For this reason I suggest: a pair of jeans and house pants for home, a pair of work pants for the site. Sweatshirts and hoodies for at-home and on-site. Jammies that are WARM, flannel and long-sleeved. I even bring one of those travel style down jackets from Target. This does not mean that at times you won’t be dying of heat stroke and wishing for a miu miu, but you’ll need to be prepared for a weather-pattern that varies significantly throughout the season.

5) A Mini Flashlight. Comes in handy, I promise, even on-site for the badger holes.

6) Dude, Granola Bars. You cannot buy granola bars cheaply in the Mugello, and I promise you will be hoping for easy snacks when you’re on-site. I bring a case of Cliff bars.

7)  Deodorant. Yes, yes, I know, I shouldn't have to tell you this. Due to the potential fine for overweight baggage, most travelers usually suggest forgoing your own shampoo and heavy bath products, since you can get them at the Coop (grocery store). But packing your own deodorant is a ‘must’ because in the Mugello the only kind of roll-on deodorant you can get is the wet kind. Ew, gross. Texturific in a bad way. (I just made that word up, btw.) Every summer there is a great deal of distress caused by the deodorant issue, so please, bring your own.

Note well, however. If you use a special personal product of some sort, like a face cream or what have you, keep in mind that you won’t be able to buy it in the Mugello and you are best to bring it with you. (Heavy duty hand cream, for example. This year I am actually bringing this, for archaeology hands.) All the normal stuff will be available in Vicchio, but if a lack of Chanel no. 5 will make you cry, bring it with you.

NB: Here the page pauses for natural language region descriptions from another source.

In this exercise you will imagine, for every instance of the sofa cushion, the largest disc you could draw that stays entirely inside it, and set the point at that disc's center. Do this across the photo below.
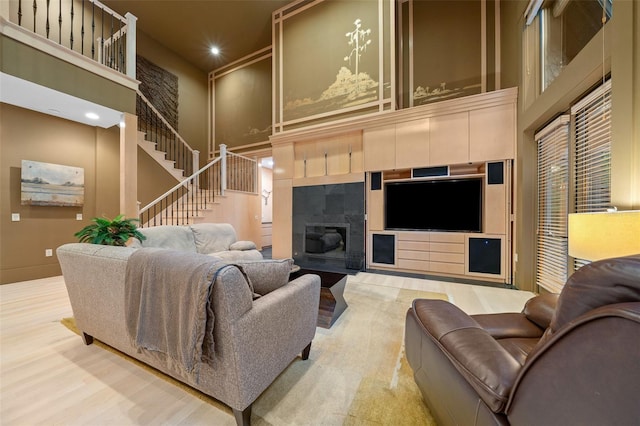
(172, 237)
(266, 276)
(213, 237)
(243, 245)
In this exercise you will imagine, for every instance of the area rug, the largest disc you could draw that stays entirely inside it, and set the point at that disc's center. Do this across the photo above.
(357, 372)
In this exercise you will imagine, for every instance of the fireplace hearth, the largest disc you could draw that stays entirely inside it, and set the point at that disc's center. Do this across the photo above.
(328, 227)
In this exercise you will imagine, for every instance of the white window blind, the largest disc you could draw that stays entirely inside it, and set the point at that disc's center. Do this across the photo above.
(553, 202)
(592, 117)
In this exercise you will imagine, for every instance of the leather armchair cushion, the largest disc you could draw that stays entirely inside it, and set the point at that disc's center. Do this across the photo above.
(488, 367)
(265, 276)
(597, 284)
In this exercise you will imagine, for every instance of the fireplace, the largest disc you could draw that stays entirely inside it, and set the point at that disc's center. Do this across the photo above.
(328, 227)
(326, 239)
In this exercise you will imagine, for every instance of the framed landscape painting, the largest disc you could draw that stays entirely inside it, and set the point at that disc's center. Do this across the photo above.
(45, 184)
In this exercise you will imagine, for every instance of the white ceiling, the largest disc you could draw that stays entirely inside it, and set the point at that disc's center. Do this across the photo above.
(26, 94)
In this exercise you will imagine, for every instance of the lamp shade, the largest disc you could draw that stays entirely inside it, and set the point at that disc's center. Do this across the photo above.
(595, 236)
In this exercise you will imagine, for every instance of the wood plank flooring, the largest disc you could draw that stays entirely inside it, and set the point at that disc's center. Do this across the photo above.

8) Sunscreen and Bug Spray. As a follow up to the last point, you can buy both of these at the Coop, but the bug spray will include 9 kinds of deet and the sunscreen will be a paraben colony. Which is fine, if you’re into that. If you have favorite all-natural products, you know what to do.

9) Mosquito Net.  Note Angela the Bone Lady’s nest from last year.


On that first night, as she acrobatically maneuvered ropes over the ceiling beams and I read my Kindle in bed, I chuckled at (what I thought to be) her over-zealousness. Two days later I was wrong, and wished I could steal her mosquito-free nest. This will be even more important in Vigna the Student House, where people come and go, doors open and close in the night, and mosquitoes thrive as the unconquered fifth column. I almost suggest bringing a second mosquito net so you can duct tape it over your window and doorway!

10) Ear plugs. Crucial. I find these useful because the mosquitoes flying around my head can’t faze me. But more importantly, other people snore. Or stay up late. When Sleep and I have a date, silence must reign.

11) Something For the Pain. And there will be pain. This is archaeology after all. You think Indiana Jones wasn't sore and stiff after a busy day destroying Nazis and crushing antiquities? This year I am trying out this product, on the advice of my physical therapist:

You'll know if it works, depending on how much I groan and grumble about my old person's body.